Freddy Gray Freddy Gray

Bernie Sanders’ rivals will struggle to defeat him

The Democratic nomination process for 2020 is a race and Bernie Sanders should be the overwhelming favourite. He’s just announced his candidacy, and he’s the form horse, having come a close second in 2016. He won 46 per cent of elected delegates and 23 states. He smashed all sorts of fundraising records. He has a huge movement behind him, something which none of the other announced Democratic candidates have.

Somehow, by hook and crook, the Clinton machine scuppered his candidacy last time. But the Clinton machine is nearly destroyed. Who can stop him now? Bernie has consistently polled as the most popular politician in America. He’s a social-media phenomenon who probably doesn’t know what Instagram is. In an age when everybody loathes politicians, he is widely seen as authentic and good. Likeability wins elections. Bernie isn’t just liked but adored.

Sanders’s political achievements should never be underestimated. He has moved the Democratic Party – kicking and screaming – to the left. It is, in many ways, the Bernie Party now.
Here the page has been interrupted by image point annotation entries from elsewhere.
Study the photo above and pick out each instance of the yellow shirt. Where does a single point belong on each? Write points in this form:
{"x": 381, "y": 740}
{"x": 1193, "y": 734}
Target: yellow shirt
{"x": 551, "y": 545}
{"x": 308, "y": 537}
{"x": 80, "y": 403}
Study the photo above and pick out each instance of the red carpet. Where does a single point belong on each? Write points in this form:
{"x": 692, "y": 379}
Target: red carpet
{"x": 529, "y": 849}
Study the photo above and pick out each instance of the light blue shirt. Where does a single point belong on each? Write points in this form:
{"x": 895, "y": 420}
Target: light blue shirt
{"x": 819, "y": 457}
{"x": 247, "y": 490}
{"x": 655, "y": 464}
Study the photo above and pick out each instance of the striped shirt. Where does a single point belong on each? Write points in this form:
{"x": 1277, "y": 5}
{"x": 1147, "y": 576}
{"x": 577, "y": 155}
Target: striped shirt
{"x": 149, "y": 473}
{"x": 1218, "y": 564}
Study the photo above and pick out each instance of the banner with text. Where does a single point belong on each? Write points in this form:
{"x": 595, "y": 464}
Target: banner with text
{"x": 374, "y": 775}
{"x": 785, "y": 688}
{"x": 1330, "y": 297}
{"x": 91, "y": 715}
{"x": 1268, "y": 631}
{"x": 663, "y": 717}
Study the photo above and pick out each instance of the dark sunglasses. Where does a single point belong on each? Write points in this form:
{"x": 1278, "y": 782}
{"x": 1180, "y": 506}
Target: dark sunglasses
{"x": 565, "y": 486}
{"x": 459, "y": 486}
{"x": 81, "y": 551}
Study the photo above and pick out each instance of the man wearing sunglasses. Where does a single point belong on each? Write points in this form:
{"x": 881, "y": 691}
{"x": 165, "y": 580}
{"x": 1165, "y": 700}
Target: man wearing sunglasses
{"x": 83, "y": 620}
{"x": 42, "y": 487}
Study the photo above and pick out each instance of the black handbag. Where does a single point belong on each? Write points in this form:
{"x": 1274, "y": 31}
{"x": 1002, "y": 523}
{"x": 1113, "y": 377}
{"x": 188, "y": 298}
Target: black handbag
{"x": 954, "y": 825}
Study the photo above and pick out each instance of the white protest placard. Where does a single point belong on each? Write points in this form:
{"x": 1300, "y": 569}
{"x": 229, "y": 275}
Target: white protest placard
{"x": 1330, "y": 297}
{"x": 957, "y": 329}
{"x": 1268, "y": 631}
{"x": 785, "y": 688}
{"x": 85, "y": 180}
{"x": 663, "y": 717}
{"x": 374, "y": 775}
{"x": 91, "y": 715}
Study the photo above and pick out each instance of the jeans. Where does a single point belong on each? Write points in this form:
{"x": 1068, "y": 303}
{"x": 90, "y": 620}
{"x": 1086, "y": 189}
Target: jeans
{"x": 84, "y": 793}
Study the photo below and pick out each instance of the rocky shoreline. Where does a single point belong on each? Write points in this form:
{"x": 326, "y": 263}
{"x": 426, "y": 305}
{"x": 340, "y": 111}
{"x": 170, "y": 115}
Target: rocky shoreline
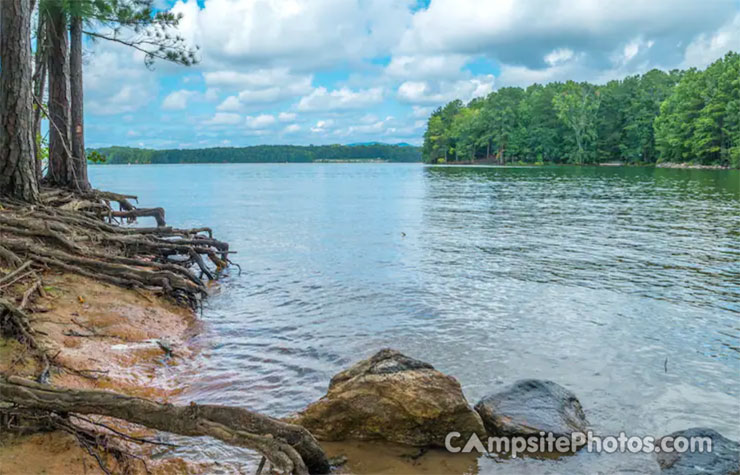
{"x": 395, "y": 398}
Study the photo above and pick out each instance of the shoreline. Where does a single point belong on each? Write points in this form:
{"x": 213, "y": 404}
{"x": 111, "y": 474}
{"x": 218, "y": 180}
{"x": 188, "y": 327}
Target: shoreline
{"x": 106, "y": 338}
{"x": 494, "y": 164}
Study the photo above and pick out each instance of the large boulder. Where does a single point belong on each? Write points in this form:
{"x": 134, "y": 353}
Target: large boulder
{"x": 530, "y": 406}
{"x": 724, "y": 459}
{"x": 395, "y": 398}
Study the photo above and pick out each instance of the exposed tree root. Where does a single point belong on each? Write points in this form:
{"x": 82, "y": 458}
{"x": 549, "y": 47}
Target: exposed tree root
{"x": 289, "y": 448}
{"x": 80, "y": 233}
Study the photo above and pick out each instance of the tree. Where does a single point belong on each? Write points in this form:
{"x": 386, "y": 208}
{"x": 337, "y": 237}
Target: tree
{"x": 576, "y": 106}
{"x": 17, "y": 170}
{"x": 79, "y": 158}
{"x": 133, "y": 23}
{"x": 674, "y": 116}
{"x": 60, "y": 171}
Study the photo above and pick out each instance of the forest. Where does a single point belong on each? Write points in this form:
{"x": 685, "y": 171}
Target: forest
{"x": 686, "y": 117}
{"x": 262, "y": 154}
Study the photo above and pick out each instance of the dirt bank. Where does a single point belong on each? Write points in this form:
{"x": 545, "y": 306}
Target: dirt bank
{"x": 102, "y": 337}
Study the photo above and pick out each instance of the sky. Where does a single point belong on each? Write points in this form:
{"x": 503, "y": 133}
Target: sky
{"x": 347, "y": 71}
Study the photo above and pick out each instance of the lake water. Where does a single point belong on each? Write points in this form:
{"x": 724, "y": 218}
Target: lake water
{"x": 590, "y": 277}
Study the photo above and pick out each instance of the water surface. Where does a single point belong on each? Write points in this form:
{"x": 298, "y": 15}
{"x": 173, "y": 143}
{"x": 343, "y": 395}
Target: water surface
{"x": 596, "y": 278}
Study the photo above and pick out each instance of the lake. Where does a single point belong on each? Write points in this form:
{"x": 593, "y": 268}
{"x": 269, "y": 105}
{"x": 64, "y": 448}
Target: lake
{"x": 622, "y": 284}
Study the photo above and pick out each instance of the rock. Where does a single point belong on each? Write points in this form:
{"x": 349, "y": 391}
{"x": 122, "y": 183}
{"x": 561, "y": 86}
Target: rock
{"x": 724, "y": 459}
{"x": 530, "y": 406}
{"x": 395, "y": 398}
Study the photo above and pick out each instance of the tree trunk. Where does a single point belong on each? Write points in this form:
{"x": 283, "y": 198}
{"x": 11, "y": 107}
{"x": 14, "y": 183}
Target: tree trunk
{"x": 17, "y": 172}
{"x": 79, "y": 161}
{"x": 39, "y": 89}
{"x": 289, "y": 447}
{"x": 60, "y": 166}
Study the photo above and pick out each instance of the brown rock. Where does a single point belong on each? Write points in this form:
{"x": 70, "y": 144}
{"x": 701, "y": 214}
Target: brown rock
{"x": 395, "y": 398}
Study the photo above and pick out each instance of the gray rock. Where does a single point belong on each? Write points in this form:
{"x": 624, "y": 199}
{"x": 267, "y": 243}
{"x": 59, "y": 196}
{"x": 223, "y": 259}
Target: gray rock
{"x": 395, "y": 398}
{"x": 530, "y": 406}
{"x": 724, "y": 459}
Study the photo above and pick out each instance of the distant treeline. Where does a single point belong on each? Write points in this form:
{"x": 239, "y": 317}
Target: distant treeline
{"x": 680, "y": 116}
{"x": 263, "y": 154}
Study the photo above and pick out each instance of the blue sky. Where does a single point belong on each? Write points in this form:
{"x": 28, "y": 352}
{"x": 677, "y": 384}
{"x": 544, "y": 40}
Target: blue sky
{"x": 344, "y": 71}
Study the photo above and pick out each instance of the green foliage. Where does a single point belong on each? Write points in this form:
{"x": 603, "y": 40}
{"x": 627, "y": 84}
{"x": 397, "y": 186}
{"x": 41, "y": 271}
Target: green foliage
{"x": 680, "y": 116}
{"x": 94, "y": 156}
{"x": 134, "y": 23}
{"x": 260, "y": 154}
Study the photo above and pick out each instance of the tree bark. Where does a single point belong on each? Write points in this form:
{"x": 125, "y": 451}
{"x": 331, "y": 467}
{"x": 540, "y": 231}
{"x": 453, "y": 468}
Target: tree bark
{"x": 17, "y": 172}
{"x": 39, "y": 89}
{"x": 79, "y": 161}
{"x": 60, "y": 171}
{"x": 289, "y": 447}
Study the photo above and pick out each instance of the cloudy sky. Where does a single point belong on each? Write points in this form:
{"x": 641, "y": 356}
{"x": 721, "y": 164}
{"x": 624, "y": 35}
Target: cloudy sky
{"x": 344, "y": 71}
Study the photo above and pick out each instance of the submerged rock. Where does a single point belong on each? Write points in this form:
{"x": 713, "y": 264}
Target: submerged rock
{"x": 391, "y": 397}
{"x": 530, "y": 406}
{"x": 724, "y": 459}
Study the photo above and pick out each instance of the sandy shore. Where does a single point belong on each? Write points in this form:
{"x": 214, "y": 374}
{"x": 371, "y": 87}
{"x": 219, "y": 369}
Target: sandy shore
{"x": 104, "y": 337}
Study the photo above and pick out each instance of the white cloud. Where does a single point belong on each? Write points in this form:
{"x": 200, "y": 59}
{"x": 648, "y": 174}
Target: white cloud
{"x": 559, "y": 56}
{"x": 286, "y": 116}
{"x": 421, "y": 112}
{"x": 263, "y": 86}
{"x": 523, "y": 31}
{"x": 260, "y": 121}
{"x": 706, "y": 48}
{"x": 178, "y": 100}
{"x": 230, "y": 104}
{"x": 299, "y": 33}
{"x": 340, "y": 99}
{"x": 426, "y": 67}
{"x": 131, "y": 88}
{"x": 224, "y": 118}
{"x": 322, "y": 126}
{"x": 427, "y": 92}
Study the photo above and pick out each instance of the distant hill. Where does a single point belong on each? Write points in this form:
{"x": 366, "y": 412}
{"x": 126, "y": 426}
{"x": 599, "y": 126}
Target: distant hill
{"x": 400, "y": 144}
{"x": 265, "y": 154}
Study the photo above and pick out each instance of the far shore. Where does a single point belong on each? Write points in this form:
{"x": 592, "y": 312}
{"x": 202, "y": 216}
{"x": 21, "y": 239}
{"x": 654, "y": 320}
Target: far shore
{"x": 494, "y": 163}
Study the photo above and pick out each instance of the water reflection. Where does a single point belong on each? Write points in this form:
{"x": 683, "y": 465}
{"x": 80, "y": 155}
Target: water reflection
{"x": 592, "y": 277}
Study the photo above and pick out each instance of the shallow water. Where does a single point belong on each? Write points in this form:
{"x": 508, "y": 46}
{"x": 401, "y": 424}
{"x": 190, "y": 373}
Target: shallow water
{"x": 591, "y": 277}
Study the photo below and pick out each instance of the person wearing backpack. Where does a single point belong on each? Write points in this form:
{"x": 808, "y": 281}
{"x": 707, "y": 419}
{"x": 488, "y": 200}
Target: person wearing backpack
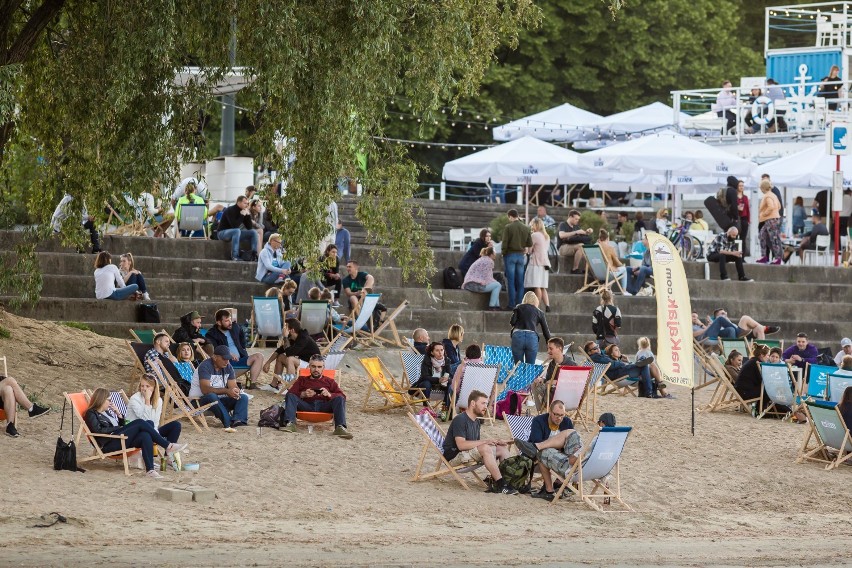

Sanders’s rivals now compete to be Bernier than each other: Medicare-for-all is now standard policy fare among Democratic hopefuls. Four years ago, it was seen as dangerous.

Of course, one might argue that now Bernie has more competition on the left: Kamala Harris, Elizabeth Warren, and others are all ploughing the left-populist terrain. Tulsi Gabbard is a rival among the anti-war crowd. His radicalism no longer feels quite so radical. He’s lost his edge, etc. Add his age (he’s 77) and one starts to wonder if he might be past it.

But politics rewards innovators more than imitators, and Bernie Sanders is the real deal. His old-skool 1950s socialism has more authenticity than the identity-based diversity of the new new left. People trust him.